Acetyl groups produced by beta oxidation and PDH are transported by CoA into the Kreb’s Cycle, CoA isn’t being produced by these processes. CoA is recycled and reused to carry more acetyl groups.
Acetyl CoA production from sugar and fat follow this, where they are then funneled into the Kreb’s Cycle. CoA ends in a sulfur, and is an ATP derivative. The sulfur allows for high energy thiol bonds to be formed with an acetyl group. CoA is like ATP, but with only 2 phosphates and a long hydrocarbon tail with the sulfur.
The TCA cycle is the central catabolic pathways in the cell. Also called citric acid or Kreb’s cycle. Acetyl CoA is funneled in, reacts with oxaloacetate with 4 carbons. They come together to form citric acid. Part 1 is the harvesting stage, from steps 1-5. Overall the 6 C goes down to 4 C (released as CO2) and transfers electrons to NADH. Step 5 onward regenerates the acetyl group to go through the cycle again. This is known as Reconstitution of Oxaloacetate. Each sugar must go through this cycle for each acetyl group it has (coming from total carbons/2, i.e. 16 carbon sugar results in 8 acetyl groups). Overall, produces 1 GTP/ATP, 1 FADH2, 2 Co2, and 3 NADH.
Muscle cells go straight to ATP rather than GTP, most other cells go to GTP. In the lungs GTP is produced and transformed into ATP almost immediately.
The electrons of FADH2 are transferred to CoQ (Ubiquinone) through the electron transport chain (ETC). CoQ is a carrier within the ETC.
Amino acid degeneration and anaplerotic reactions can be glucogenic or ketogenic. They enter at multiple sites due to unique side chains.
Catabolic pathways provide building blocks for the cell, after breaking them down from macromolecules. The process is amphibolic, as it has catabolic and anabolic characteristics. The energy is transferred through the catabolic reactions, but the remaining products can also be used.

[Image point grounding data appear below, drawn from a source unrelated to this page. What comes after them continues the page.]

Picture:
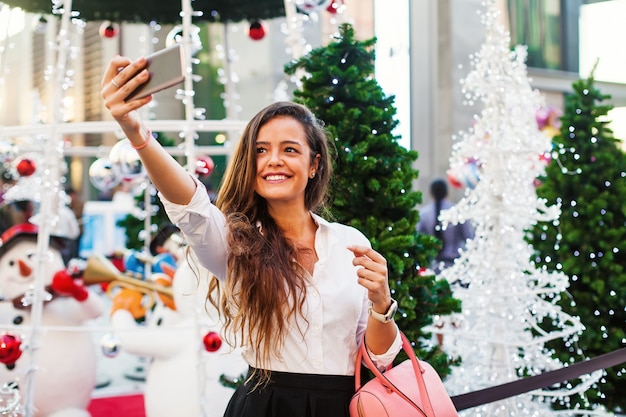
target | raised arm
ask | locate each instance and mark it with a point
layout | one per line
(121, 77)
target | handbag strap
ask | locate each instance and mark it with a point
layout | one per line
(546, 379)
(364, 356)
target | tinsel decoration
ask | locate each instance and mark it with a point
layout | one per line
(509, 306)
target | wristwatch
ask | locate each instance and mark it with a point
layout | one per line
(383, 318)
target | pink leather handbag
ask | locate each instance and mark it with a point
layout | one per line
(412, 388)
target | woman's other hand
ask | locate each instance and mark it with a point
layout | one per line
(373, 275)
(121, 78)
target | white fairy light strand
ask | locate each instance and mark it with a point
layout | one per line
(50, 197)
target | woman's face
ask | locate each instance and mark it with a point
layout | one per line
(283, 161)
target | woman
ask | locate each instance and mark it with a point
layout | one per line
(296, 290)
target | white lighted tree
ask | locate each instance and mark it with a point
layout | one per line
(509, 306)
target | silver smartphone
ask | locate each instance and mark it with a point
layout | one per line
(166, 70)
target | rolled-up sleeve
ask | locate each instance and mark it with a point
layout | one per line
(204, 227)
(383, 360)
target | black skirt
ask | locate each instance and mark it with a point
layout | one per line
(293, 395)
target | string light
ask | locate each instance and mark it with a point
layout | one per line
(509, 307)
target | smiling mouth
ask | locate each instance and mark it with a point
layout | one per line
(276, 177)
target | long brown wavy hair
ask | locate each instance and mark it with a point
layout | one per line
(265, 287)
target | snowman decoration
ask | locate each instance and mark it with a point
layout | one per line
(65, 373)
(184, 344)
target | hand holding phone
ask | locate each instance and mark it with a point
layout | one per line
(166, 70)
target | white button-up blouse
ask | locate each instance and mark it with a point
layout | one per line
(326, 340)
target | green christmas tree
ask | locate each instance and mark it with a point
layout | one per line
(372, 188)
(588, 242)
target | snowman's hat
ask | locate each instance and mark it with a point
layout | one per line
(165, 231)
(24, 231)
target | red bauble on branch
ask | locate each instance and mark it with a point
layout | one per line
(334, 6)
(10, 349)
(257, 29)
(109, 30)
(25, 167)
(204, 166)
(212, 341)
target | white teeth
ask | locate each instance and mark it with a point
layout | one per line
(275, 177)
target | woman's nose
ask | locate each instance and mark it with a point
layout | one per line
(275, 158)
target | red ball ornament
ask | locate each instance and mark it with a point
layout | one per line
(257, 30)
(334, 6)
(212, 341)
(109, 30)
(10, 350)
(26, 167)
(204, 166)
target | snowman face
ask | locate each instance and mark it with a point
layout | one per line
(18, 268)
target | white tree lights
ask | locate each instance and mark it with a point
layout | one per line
(509, 306)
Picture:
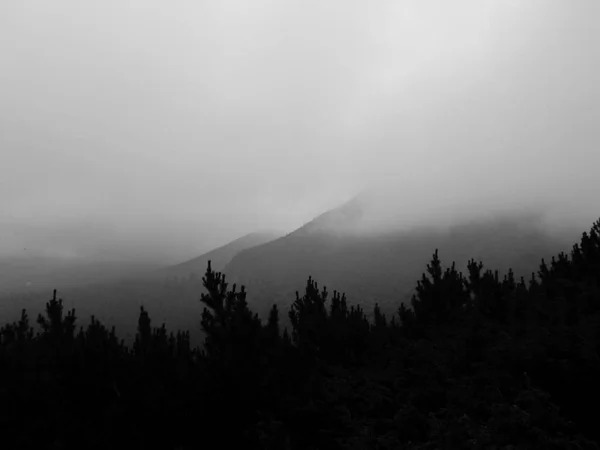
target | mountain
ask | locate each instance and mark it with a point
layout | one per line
(220, 256)
(339, 252)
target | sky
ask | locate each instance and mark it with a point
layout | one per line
(185, 125)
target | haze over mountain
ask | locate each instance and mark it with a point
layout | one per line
(219, 257)
(338, 251)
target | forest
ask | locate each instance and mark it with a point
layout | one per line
(480, 360)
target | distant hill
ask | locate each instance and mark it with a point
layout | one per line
(219, 257)
(384, 267)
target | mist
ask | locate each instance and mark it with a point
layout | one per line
(164, 129)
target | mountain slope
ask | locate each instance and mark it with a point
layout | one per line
(220, 256)
(383, 267)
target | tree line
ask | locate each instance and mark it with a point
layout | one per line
(476, 361)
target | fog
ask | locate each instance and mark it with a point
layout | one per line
(178, 126)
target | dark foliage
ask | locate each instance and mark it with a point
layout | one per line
(476, 362)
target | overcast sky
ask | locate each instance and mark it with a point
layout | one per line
(205, 120)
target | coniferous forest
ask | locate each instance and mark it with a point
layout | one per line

Oxidative phosphorylation releases CO2 and consumes O2. Memorize and learn this figure. Kanzok loves it. Two membranes surround the mitochondrial matrix. All of the above processes occur here. Pyruvate enters, and goes through PDH to make Acetyl CoA and into the Kreb’s Cycle to turn NAD+ into NADH, which happens to release 2 electrons and oxygen. Electrons go into proton pumps in the ETC to form a proton gradient which is used to turn ADP into ATP through reverse pumps via ATP synthesis. At the end, these electrons are transported onto oxygen and form water with protons in the final redox reaction. Oxygen itself isn’t used in the Kreb’s cycle, but it is used in the ETC that follows the Kreb’s cycle.